The program followed the unit from the day it deployed until recently. It found some of the members, like Josh Ites, questioned their mission in Iraq. "I just feel that we will be here a long time, and it’s going to take a lot more time than what people think back home to fix what’s going on over here," Ites says, "from what I can see, they (the Iraqis) don’t want us here."

Josh’s dad Mike also serves in the unit, and disagreed with his son. Mike Ites says, "Yeah, I believe that we’re supposed to be over here," He says, "Progress is being made. If you go back to 9-11 and what the people did there, and when the President asked, ‘Do you want me to go after these people?’, the whole United States stood up in unison and said ‘yes we do’. He says ‘This is going to be long and drawn out. Are you really sure you’re going to stand with me?’ And they said ‘yes we will.’ Well, now there are some that aren’t. Because the American people are a ‘give me’ people and ‘give it to me know.’"

C-B-S correspondent Scott Pelley jump in, saying, "You’re a little bit angry that folks at home have turned against the war." Ites responded, "Yes, you could say that." Pelley responded again saying Ites was more than a little bit angry and he responded, "As I said, I believe in what we’re doing." Pelley said.

Even though some questioned their mission, a majority of the unit members have reenlisted in the Iowa guard. The program included an interview with Jerri Nisley of Marshalltown, the wife of one of the two members of the unit to be killed by roadside bombs.

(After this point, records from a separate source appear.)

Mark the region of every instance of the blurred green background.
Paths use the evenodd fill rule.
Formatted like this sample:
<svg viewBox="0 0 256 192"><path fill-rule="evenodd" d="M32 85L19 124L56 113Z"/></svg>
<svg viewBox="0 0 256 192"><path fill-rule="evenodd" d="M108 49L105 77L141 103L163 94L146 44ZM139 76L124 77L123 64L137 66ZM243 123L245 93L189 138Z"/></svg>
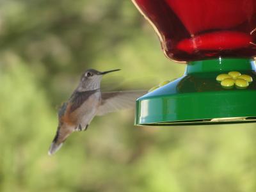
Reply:
<svg viewBox="0 0 256 192"><path fill-rule="evenodd" d="M122 68L103 78L113 90L150 88L184 66L131 1L0 1L0 191L256 191L255 124L135 127L122 111L48 156L57 108L89 68Z"/></svg>

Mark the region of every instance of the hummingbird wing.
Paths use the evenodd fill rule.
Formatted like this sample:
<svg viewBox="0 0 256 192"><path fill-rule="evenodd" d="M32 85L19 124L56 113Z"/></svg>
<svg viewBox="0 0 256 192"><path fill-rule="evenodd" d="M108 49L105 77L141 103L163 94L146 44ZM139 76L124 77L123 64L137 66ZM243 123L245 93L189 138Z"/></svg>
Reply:
<svg viewBox="0 0 256 192"><path fill-rule="evenodd" d="M97 115L132 108L135 106L135 100L146 93L144 90L102 93Z"/></svg>

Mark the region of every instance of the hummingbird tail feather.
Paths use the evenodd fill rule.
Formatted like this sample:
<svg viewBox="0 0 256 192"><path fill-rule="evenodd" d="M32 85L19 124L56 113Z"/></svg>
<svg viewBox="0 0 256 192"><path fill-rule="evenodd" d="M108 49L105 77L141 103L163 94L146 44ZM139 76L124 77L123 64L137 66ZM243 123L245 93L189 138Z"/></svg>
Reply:
<svg viewBox="0 0 256 192"><path fill-rule="evenodd" d="M61 147L63 143L56 143L55 142L52 142L50 148L48 150L48 155L50 156L55 154Z"/></svg>

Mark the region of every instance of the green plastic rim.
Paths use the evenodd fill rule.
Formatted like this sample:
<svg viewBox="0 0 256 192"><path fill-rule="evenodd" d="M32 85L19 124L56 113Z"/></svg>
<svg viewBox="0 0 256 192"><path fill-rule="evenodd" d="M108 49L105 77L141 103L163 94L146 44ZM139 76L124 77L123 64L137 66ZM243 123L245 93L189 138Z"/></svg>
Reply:
<svg viewBox="0 0 256 192"><path fill-rule="evenodd" d="M193 61L184 75L136 101L136 125L199 125L256 122L255 62L218 58ZM225 88L221 74L237 71L250 76L246 88Z"/></svg>

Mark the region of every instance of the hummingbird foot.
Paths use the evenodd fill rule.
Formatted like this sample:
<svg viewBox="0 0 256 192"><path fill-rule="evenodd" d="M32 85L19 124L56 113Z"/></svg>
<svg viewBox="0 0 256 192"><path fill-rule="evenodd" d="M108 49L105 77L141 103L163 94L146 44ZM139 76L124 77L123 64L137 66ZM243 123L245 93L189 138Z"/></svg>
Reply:
<svg viewBox="0 0 256 192"><path fill-rule="evenodd" d="M79 124L77 127L76 127L75 131L86 131L89 125L86 125L86 126L84 128L82 127L82 126Z"/></svg>
<svg viewBox="0 0 256 192"><path fill-rule="evenodd" d="M87 130L87 128L88 128L88 127L89 126L89 125L88 124L87 124L86 125L86 127L85 127L85 129L84 129L84 131L86 131Z"/></svg>

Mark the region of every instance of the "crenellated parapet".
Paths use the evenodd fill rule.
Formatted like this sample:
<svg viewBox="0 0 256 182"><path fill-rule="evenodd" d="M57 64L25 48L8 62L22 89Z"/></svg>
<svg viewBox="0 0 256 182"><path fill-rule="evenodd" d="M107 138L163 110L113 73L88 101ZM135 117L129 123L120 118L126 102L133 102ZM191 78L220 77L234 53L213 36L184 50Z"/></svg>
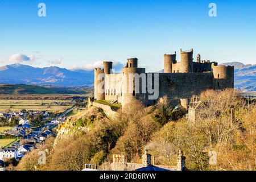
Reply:
<svg viewBox="0 0 256 182"><path fill-rule="evenodd" d="M212 71L214 78L214 86L217 89L234 88L234 67L225 65L216 66L212 64Z"/></svg>
<svg viewBox="0 0 256 182"><path fill-rule="evenodd" d="M105 74L110 74L112 69L113 62L111 61L104 61L103 65L104 67Z"/></svg>
<svg viewBox="0 0 256 182"><path fill-rule="evenodd" d="M105 100L105 73L104 69L94 69L94 99Z"/></svg>
<svg viewBox="0 0 256 182"><path fill-rule="evenodd" d="M164 73L172 73L172 64L176 63L176 52L175 54L164 55Z"/></svg>
<svg viewBox="0 0 256 182"><path fill-rule="evenodd" d="M188 52L180 49L181 73L193 72L193 49Z"/></svg>

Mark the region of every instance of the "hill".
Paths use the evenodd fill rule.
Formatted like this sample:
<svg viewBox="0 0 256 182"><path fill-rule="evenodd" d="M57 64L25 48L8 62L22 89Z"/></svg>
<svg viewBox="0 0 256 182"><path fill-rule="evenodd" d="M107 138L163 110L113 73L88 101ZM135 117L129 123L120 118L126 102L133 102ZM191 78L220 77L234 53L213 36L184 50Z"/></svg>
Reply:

Nisley says she knew immediately when the military visited her that something had happened to her 48-year-old husband, Staff Sergeant Scott Nisley.

Nisley kept telling herself over and over that she just wanted to hear that her husband had been injured, "I don’t care if he doesn’t comes home with any legs. I don’t care, just let him come home," She says, "But they said no, that he had been killed in action." The program showed Nisley meeting Scott’s body at the Des Moines airport as his casket was unloaded.

Nisley said she had to meet his body when it came home, because she’d been at all his other homecomings. Nisley said it was going to be their 25th wedding anniversary when he got home. Nisley said she hadn’t experienced any anger, just disappointment in her personal loss.

Nisley was asked what she thought about the war now, and said going and fighting is what Scott Nisley wanted to do. Twenty-year-old Specialist Kampha Sourivong of Iowa City was killed by the same roadside bomb as Nisley.